En définitive, nous sommes ici en présence d’un procédé typique de Vatican II. Premièrement, on réaffirme une vérité Catholique traditionnelle. Deuxièmement, on la renie en pratique. Dans les Canons # 897, 898, et 899, le Nouveau Code exprime de très belle manière la doctrine sur l’Eucharistie, le Sacrifice de la Messe, etc. Les Canons # 1246 n.1, 1247, et 1248 n.1 font de même par rapport à l’obligation d’assister à la Messe les dimanches et jours de Fêtes d’obligation. Mais le Canon 1248 n. 2 vient détruire et annuler toutes ces belles paroles avec une directive d’ordre pratique: Les fidèles devraient assister à une ‘liturgie de la parole’ dans leur paroisse s’il n’y a pas de prêtre disponible, ou s’il y a ‘quelque autre cause grave’ qui rend l’obligation d’assister à la Messe impossible à observer.

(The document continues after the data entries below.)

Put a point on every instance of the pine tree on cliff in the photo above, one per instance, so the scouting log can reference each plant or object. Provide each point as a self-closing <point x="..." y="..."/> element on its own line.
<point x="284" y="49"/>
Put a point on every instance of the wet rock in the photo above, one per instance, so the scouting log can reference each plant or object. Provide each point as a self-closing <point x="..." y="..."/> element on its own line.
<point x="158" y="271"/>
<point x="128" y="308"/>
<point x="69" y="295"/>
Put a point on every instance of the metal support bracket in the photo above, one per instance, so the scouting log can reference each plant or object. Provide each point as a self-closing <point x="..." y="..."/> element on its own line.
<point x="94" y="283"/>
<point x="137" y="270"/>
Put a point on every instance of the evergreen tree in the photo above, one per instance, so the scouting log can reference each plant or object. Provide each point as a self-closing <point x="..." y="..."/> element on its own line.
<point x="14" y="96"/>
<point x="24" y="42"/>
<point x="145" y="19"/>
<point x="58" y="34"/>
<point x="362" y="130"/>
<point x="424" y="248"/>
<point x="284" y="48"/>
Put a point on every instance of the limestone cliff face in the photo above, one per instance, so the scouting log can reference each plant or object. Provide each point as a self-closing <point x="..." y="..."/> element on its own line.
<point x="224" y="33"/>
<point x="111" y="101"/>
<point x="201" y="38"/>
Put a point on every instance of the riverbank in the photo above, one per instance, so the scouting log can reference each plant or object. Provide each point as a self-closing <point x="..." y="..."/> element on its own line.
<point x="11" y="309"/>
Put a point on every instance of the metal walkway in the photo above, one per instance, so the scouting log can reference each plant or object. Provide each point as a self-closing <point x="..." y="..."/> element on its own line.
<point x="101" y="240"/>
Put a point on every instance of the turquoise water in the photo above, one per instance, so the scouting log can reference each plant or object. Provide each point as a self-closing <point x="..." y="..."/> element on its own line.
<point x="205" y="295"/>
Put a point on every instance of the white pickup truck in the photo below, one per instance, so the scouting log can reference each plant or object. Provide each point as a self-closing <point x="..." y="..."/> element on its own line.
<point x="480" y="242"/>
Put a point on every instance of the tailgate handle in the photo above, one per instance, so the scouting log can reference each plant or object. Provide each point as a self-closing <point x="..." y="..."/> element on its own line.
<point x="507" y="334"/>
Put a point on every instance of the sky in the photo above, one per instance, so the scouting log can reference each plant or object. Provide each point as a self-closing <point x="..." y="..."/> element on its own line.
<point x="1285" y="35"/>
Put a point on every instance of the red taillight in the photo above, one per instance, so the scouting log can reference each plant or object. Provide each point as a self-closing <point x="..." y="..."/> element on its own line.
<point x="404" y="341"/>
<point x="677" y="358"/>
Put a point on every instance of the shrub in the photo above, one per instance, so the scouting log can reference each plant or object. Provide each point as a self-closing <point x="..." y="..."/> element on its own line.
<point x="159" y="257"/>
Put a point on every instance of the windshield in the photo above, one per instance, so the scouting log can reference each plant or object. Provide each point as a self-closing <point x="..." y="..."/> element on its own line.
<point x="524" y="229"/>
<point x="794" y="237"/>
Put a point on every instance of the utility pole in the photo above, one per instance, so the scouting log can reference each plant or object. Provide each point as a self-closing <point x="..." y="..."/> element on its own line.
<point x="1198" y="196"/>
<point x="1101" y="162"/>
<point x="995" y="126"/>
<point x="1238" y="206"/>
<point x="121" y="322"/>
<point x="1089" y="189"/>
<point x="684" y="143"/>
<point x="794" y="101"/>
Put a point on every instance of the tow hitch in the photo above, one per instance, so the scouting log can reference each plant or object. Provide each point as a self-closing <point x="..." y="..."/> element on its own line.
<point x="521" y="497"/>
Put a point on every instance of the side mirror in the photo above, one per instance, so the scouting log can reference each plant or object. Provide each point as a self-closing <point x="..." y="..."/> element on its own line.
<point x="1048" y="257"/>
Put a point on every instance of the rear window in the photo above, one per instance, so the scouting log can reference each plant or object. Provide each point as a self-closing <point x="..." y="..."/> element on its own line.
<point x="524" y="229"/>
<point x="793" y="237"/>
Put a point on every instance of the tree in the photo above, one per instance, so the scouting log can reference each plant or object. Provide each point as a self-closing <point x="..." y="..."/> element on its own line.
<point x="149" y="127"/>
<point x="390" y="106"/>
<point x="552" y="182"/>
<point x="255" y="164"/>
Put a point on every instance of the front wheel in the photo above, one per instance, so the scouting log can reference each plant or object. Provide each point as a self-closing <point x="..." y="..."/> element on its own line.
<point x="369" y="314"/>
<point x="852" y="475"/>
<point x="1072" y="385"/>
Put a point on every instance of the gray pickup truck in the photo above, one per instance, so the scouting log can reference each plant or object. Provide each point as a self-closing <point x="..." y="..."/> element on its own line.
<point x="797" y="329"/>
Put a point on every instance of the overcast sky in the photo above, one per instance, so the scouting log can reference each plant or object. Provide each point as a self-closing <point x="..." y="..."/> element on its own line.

Le bulletin du 3 septembre 2006 de la paroisse de la ‘Petite Fleur’ nous donne un exemple de l’impact concret qu’a le Nouveau Code de Droit Canon sur la vie quotidienne des Catholiques modernes. En un mot, il leur envoie ce message: Oui, la Messe est une bonne chose, mais une liturgie de la parole fait aussi bien l’affaire. Or c’est exactement ce que Luther disait dans les commencements de sa révolte contre l’Église. Et après quelque temps, c’est la ‘parole’ qui primait! Les Protestants alors se mirent en effet à utiliser les mots de Notre Seigneur (« Quand deux ou trois d’entre vous s’assemblent pour prier... ») pour affirmer qu’Il est présent les dimanches parce que les gens sont réunis pour prier, et parce qu’Il est la Parole qui se lit... Or c’est exactement ce que dit l’Introduction au Missel de Paul VI (Cf. l’Institutio Generalis # 7). Le Canon # 1248 n. 2 est simplement une autre preuve de ce que l’Église Moderne est en train de devenir de plus en plus Protestante en esprit et en œuvres. Remercions donc le bon Dieu de nous avoir donné la grâce de comprendre qu’il y a cette terrible crise dans l’Église! ?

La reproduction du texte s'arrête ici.